Dazed Winter issue 2021 Harry StylesPhotography Rafael Pavarotti

DAZED: From Fine Line to star film roles, Harry Styles has gone from global to stratospheric – now, he adopts his newest mantle. Pleasing, his first business venture, puts beauty and naked ambition front and centre.

In the final leg of his sold-out Love On Tour series of shows, his six-person band took to New York’s Madison Square Garden on the weekend of Halloween. On the bird-call from their faithful leader, his legions of fans turned up to the concert in fancy dress. Crowds outside gathered in traditional All Hallows’ Eve getups of ghouls and goblins, and many paid homage to Styles’ signature style (think feather boas, kick-out flares and heavy-set platforms).

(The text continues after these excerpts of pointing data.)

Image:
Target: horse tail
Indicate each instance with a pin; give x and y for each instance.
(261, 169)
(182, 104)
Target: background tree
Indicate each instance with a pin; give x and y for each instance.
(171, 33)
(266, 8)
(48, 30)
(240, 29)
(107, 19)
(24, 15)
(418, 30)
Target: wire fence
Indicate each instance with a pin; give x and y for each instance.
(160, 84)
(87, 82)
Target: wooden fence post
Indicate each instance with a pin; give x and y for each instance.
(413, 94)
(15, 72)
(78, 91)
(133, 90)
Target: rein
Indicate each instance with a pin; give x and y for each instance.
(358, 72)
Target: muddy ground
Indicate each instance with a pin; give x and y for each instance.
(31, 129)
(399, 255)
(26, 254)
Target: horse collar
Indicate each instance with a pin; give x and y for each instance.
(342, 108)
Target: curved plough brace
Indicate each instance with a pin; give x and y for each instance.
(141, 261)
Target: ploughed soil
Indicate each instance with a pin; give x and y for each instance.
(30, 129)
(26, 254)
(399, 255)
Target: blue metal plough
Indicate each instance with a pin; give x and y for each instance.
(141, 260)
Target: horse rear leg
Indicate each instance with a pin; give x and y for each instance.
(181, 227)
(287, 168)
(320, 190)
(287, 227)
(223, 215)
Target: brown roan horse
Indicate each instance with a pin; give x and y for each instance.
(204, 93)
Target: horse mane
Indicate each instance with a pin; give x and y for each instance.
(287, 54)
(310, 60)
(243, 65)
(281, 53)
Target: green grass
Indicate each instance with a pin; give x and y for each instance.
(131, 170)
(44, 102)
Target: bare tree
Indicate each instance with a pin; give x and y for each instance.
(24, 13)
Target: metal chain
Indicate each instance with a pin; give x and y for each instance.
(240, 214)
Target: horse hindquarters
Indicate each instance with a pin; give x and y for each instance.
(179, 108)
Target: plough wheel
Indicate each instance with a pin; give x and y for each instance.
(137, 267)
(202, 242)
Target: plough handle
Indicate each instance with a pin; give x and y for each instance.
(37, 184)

Not one to miss out on the chance for a display of style, Styles appeared on stage as Dorothy from The Wizard of Oz, complete with a sparkly blue pinafore with matching bow, and of course, ruby-red slippers (his band make up the Tin Man, Glinda the Good Witch et al). All outfits are courtesy of Alessandro Michele, Styles’ friend and creative director of Gucci, of which Styles has long been a brand face.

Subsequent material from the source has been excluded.